Da Thuram e Bastoni ad Acerbi e De Vrij: l’Inter cambia pelle
L’Inter si appresta a vivere un’estate di grandi manovre, segnata dall’addio di diversi pilastri che hanno caratterizzato le ultime stagioni di successi. La strategia del club, influenzata dalle linee guida della proprietà Oaktree, punta a un ringiovanimento dell’organico che non sembra lasciare spazio ai rinnovi della “vecchia guardia” difensiva. Francesco Acerbi, Stefan De Vrij e Matteo Darmian sono i nomi caldi sul fronte delle uscite: per i tre centrali, complici le scadenze contrattuali e una carta d’identità ormai avanzata, la permanenza a Milano appare un’ipotesi remota. Se per De Vrij potrebbero aprirsi le porte del campionato arabo, per i veterani azzurri non è escluso il ritiro dall’attività agonistica. Unica possibile eccezione in questo quadro di addii è Henrikh Mkhitaryan: l’armeno, stimato per intelligenza tattica e professionalità, potrebbe strappare un ultimo rinnovo annuale per fungere da chioccia nel nuovo spogliatoio di Cristian Chivu.
Inter, i casi Bastoni e Sommer
Uno dei nodi più spinosi riguarda Alessandro Bastoni. Il difensore della Nazionale, storicamente legatissimo ai colori nerazzurri, starebbe maturando per la prima volta l’idea di un trasferimento all’estero, spinto da un clima di ostilità crescente nei suoi confronti dopo il famoso episodio con Kalulu durante il match con la Juventus. L’ondata di fischi e critiche che lo accompagna in ogni trasferta italiana starebbe spingendo il centrale a valutare un cambio di vita, con la Premier League pronta a sferrare l’attacco. L’Inter valuterebbe il suo cartellino non meno di 70 milioni di euro. Parallelamente, si discute del futuro tra i pali: Yann Sommer, nonostante l’ottimo numero di clean sheet, ha mostrato qualche incertezza di troppo. Il suo contratto in scadenza potrebbe portarlo a un ruolo di secondo esperto, qualora decidesse di restare a cifre contenute, oppure a un ritorno romantico in Svizzera, al Basilea, lasciando spazio a profili più giovani come Vicario o Caprile.
Inter, sirene della Premier per Thuram
Il vero rebus della prossima sessione di mercato, però, potrebbe essere Marcus Thuram.

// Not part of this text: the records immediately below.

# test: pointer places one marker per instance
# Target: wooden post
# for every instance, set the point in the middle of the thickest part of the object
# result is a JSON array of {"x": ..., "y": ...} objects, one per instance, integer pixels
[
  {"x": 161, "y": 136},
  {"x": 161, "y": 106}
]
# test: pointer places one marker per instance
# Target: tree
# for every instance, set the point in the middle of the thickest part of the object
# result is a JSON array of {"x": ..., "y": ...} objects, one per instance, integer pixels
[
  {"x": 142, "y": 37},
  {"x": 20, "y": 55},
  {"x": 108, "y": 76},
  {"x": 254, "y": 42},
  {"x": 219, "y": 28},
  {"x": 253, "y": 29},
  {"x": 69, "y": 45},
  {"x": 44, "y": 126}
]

L’attaccante francese sta attraversando un periodo di appannamento preoccupante, con un digiuno realizzativo che dura da otto partite e che sta mettendo a rischio persino la sua convocazione per i prossimi Mondiali. Mentre lo staff tecnico valuta soluzioni alternative, come l’inserimento del giovane Pio Esposito, si intensificano le voci di un addio estivo. Nonostante una clausola rescissoria fissata a 85 milioni, il calo di rendimento potrebbe spingere l’Inter a sedersi al tavolo delle trattative per una cifra vicina ai 70. Club come Newcastle e Aston Villa osservano con attenzione l’evolversi della situazione, pronti a scommettere sul rilancio del “Tikus” lontano dalla Serie A in un’operazione che permetterebbe ai nerazzurri di finanziare gran parte del mercato in entrata.